Nova lei traz compensação de 11% do INSS para a construção

Texto: Redação AECweb

Lei permitirá a compensação do valor retido entre todos os estabelecimentos do contribuinte, entre todos os Cadastro Nacional de Pessoas Jurídicas (CNPJ)

30 de junho de 2009 - O ramo da construção civil foi um dos mais beneficiados com a publicação da nova Lei nº 11.941, em maio deste ano, já que traz, em seu texto, uma novidade em relação ao Instituto Nacional do Seguro Social (INSS): a possibilidade de retenção de 11% do tributo.

Segundo especialistas ouvidos pelo DCI, a alteração permite a compensação do valor retido entre todos os estabelecimentos do contribuinte, entre todos os Cadastro Nacional de Pessoas Jurídicas (CNPJ).

Até então a compensação, efetuada dentro do período de apuração, se dava apenas através do INSS devido pelo estabelecimento que emitiu a nota fiscal de serviços, ou seja, para aquele CNPJ específico. Isso porque, a cada obra, um novo CNPJ é criado.

"Nesse caso, o contribuinte estava obrigado a recolher o valor do INSS, incidente sobre a folha de salários, com relação aos demais estabelecimentos. Ou seja, não poderia compensar o tributo de várias filiais e tinha de ingressar com pedido de restituição", explica o tributarista Camilo Gribl, do escritório Marques de Oliveira e Gribl Advogados, que continua: "A nova lei abre a possibilidade de compensação do que foi retido daquele CNPJ como todos os demais. Isso melhora, sobremaneira, o caixa dessas empresas", disse Gribl.

A retenção desse percentual nada mais é do que a antecipação da contribuição previdenciária que, tempos depois, vinha abatida na folha de salário. "Antes as empresas não conseguiam fazer esse abatimento e ficavam com o crédito.

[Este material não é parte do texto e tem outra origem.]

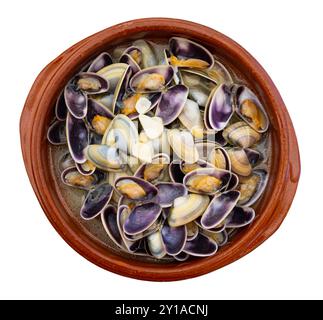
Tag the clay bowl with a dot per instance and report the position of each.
(38, 112)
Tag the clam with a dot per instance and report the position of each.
(201, 246)
(239, 161)
(219, 208)
(168, 192)
(56, 133)
(104, 157)
(187, 208)
(72, 177)
(182, 143)
(189, 54)
(141, 218)
(96, 201)
(109, 222)
(156, 245)
(91, 83)
(98, 117)
(172, 103)
(136, 189)
(77, 138)
(174, 238)
(101, 61)
(219, 108)
(240, 217)
(60, 107)
(241, 135)
(250, 109)
(153, 79)
(252, 187)
(207, 181)
(76, 101)
(191, 118)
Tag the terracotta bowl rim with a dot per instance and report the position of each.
(38, 100)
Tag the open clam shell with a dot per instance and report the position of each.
(201, 246)
(153, 79)
(96, 201)
(187, 208)
(141, 218)
(219, 208)
(252, 187)
(240, 217)
(189, 54)
(56, 133)
(98, 117)
(168, 192)
(207, 181)
(174, 238)
(76, 101)
(250, 109)
(101, 61)
(219, 108)
(77, 135)
(172, 103)
(135, 189)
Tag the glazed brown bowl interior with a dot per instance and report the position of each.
(38, 113)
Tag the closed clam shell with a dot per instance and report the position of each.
(219, 208)
(77, 135)
(168, 192)
(101, 61)
(174, 238)
(252, 187)
(172, 103)
(240, 217)
(182, 143)
(96, 201)
(141, 218)
(241, 135)
(135, 188)
(250, 109)
(190, 54)
(153, 79)
(187, 208)
(201, 246)
(207, 180)
(56, 133)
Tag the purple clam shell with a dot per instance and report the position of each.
(172, 103)
(174, 238)
(219, 208)
(168, 192)
(166, 71)
(56, 133)
(103, 83)
(150, 189)
(77, 135)
(141, 218)
(109, 222)
(127, 59)
(223, 175)
(95, 108)
(219, 109)
(175, 172)
(185, 49)
(240, 217)
(76, 101)
(201, 246)
(60, 107)
(96, 200)
(101, 61)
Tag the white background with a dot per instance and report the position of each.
(284, 36)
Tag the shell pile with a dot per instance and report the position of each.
(166, 146)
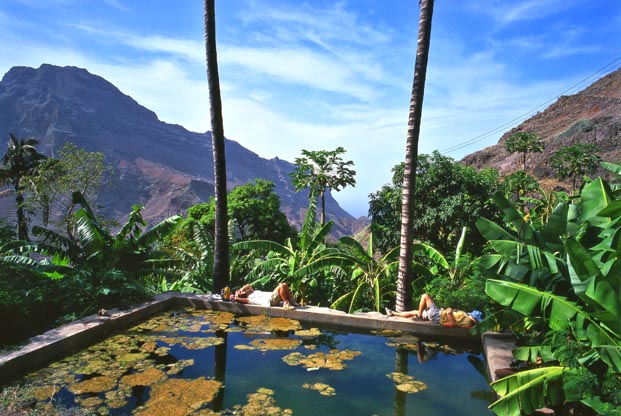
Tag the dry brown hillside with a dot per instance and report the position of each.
(592, 116)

A nova lei permite a compensação do valor de retenção em qualquer CNPJ", sublinha a especialista em direito tributário Juliana Maksoud, do Braga & Marafon Advogados. Ela explica que se a empresa tivesse, naquele CNPJ, uma folha de pagamento baixa, corria o risco de não ver a restituição devida.

Controvérsia
Apesar de a nova lei sugerir a inclusão do setor de construção civil no setor beneficiado com o novo texto, isso não fica explícito. É o que afirma a advogada Sandra Stocco de Siqueira, do Gaia, Silva, Gaede & Associados. Segundo ela, a alteração do parágrafo 1º, do artigo 31, da Lei n.° 8.212/91 (texto original que deu ensejo à nova lei), ainda apresenta lacunas.

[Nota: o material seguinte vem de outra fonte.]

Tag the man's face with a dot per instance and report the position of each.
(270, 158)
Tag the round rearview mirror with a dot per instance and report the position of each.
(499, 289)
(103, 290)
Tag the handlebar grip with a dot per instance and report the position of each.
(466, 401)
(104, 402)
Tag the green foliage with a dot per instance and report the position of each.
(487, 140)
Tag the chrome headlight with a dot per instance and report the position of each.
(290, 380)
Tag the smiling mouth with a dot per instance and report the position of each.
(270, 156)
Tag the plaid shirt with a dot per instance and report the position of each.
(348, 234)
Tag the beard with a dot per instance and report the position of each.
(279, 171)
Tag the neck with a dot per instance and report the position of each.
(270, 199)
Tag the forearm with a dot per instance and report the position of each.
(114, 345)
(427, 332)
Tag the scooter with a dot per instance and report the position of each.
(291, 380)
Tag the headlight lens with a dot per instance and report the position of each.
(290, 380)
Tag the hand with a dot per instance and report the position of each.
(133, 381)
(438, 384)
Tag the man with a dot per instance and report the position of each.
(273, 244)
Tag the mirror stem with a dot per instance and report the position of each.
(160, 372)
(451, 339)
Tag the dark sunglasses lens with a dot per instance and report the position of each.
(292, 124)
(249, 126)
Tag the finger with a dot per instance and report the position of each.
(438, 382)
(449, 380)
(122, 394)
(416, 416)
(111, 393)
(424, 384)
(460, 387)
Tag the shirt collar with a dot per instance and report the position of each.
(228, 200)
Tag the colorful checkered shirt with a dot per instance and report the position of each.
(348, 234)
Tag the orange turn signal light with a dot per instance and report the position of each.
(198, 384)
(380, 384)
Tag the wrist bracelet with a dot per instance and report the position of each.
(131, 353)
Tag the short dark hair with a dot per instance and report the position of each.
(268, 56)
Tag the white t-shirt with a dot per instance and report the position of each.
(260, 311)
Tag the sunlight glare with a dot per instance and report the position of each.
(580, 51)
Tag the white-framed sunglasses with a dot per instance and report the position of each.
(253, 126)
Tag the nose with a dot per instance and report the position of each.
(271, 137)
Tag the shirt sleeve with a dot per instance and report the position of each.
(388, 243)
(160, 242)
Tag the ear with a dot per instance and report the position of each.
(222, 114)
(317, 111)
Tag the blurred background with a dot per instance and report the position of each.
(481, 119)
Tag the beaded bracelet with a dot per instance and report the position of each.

"O dispositivo não deixa claro se os estabelecimentos beneficiados são aqueles de obra civil. Isso porque o setor não abre CNPJ para cada obra, mas a CEI [Cadastro Específico do INSS], e isso não ficou esclarecido na lei. É algo ainda controvertido e não houve manifestação da Receita Federal do Brasil sobre o assunto", alerta a advogada, que continua: "É necessário um estudo mais abrangente da obra [lei] para se formar um entendimento do alcance desse dispositivo", disse.

Crise
À parte dos questionamentos, os especialistas ouvidos pela reportagem são unânimes: a lei chegou em boa hora, dado os efeitos da crise financeira mundial. "A novidade é extremamente interessante às empresas no momento atual. É uma maravilha", comemora a advogada Juliana Maksoud.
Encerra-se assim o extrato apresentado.